Research proved what the students had suspected: Few of their peers knew or cared about sheltering in place. They didn't know where the shelters on campus were.
Dionne Clifton, one of Ford-Ahmed's students, knew about sheltering in place only because she lived in the dorms.
"We had drills," said Clifton, who is from Ohio. "Although why we were doing it was not really explained."
Locals, on the other hand, usually know about chemical leaks. But they don't usually know about sheltering in place, Clifton said.
"Two years ago, during homecoming, we had a leak," she said. "I was walking to my car. I looked at the plant and I thought, 'Boy, there's a lot of smoke coming from the plant.' Then the siren went off.

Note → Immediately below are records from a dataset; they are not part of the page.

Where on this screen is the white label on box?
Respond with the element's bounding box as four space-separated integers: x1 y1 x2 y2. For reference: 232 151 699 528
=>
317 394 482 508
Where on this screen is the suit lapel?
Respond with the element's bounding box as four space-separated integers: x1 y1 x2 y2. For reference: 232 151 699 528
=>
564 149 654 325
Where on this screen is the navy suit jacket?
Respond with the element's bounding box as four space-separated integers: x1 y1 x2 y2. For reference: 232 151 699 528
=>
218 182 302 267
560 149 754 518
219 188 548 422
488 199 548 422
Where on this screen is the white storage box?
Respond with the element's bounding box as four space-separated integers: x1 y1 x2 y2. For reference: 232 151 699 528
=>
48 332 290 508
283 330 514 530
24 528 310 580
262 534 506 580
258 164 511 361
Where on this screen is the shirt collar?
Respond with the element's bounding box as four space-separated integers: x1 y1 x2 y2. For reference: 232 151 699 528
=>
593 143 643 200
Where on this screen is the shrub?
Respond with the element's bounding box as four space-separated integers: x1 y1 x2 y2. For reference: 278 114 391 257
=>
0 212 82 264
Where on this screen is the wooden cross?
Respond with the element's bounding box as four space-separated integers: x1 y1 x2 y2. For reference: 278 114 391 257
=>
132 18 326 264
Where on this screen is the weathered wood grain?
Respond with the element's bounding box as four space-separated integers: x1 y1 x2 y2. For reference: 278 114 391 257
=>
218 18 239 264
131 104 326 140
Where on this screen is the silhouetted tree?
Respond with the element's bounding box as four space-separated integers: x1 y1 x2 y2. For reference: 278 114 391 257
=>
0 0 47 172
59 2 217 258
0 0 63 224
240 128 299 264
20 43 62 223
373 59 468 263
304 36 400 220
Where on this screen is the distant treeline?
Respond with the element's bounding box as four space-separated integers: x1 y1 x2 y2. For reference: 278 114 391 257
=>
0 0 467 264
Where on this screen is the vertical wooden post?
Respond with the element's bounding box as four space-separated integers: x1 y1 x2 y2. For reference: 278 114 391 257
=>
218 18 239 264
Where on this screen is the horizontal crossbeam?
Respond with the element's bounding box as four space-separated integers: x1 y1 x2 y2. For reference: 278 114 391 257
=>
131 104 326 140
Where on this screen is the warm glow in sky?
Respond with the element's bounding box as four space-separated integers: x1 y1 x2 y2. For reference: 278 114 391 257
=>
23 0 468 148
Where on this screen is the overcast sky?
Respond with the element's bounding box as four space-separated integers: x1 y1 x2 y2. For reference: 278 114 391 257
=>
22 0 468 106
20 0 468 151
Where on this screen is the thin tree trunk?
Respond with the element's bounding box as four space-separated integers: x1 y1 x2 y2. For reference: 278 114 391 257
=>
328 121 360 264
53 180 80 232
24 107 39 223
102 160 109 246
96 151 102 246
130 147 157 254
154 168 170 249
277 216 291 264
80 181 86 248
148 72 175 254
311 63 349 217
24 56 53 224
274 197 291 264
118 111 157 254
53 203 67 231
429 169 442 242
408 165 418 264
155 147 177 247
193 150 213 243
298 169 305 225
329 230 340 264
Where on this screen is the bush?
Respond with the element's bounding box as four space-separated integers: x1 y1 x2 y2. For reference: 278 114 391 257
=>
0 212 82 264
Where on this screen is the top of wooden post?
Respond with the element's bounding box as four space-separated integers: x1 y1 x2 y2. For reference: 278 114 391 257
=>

"There was a busload of people standing outside. A couple of people ran inside, but the rest were just standing there."
After students see the public relations film this month, Ford-Ahmed's students will conduct a follow-up survey, to see if it taught their peers anything.
"A couple of the students I've talked to seem more secure," Clifton said. "If something happens, they'll be able to survive."
Every disaster need
Monday night, WVSC students filmed a TV public service announcement for the governor's "Getting Ready" handbook. It should start airing within the next week or two, along with some radio announcements.
The 32-page booklet covers every imaginable disaster need: What to say to children, what to do with pets, recognizing suspicious mail, packing an evacuation kit.
Student Jill Oxley has packed her kit.
"Buy food with a long shelf life, but don't put it on a shelf," she said. "Those suitcases with handles and wheels are great, and they're usually sitting empty in the closet. Put your food in it."
Oxley learned the hard way that plastic water bottles leak easily. Plastic 2-liter pop bottles are better — a point made in the handbook.
The handbook is far more detailed than similar publications put out by Washington and Atlanta, Ford-Ahmed said.
"I really think this should be a national model," she said.
Booklets are available at county emergency offices or on the Internet at www.state.wv.us/wvoes.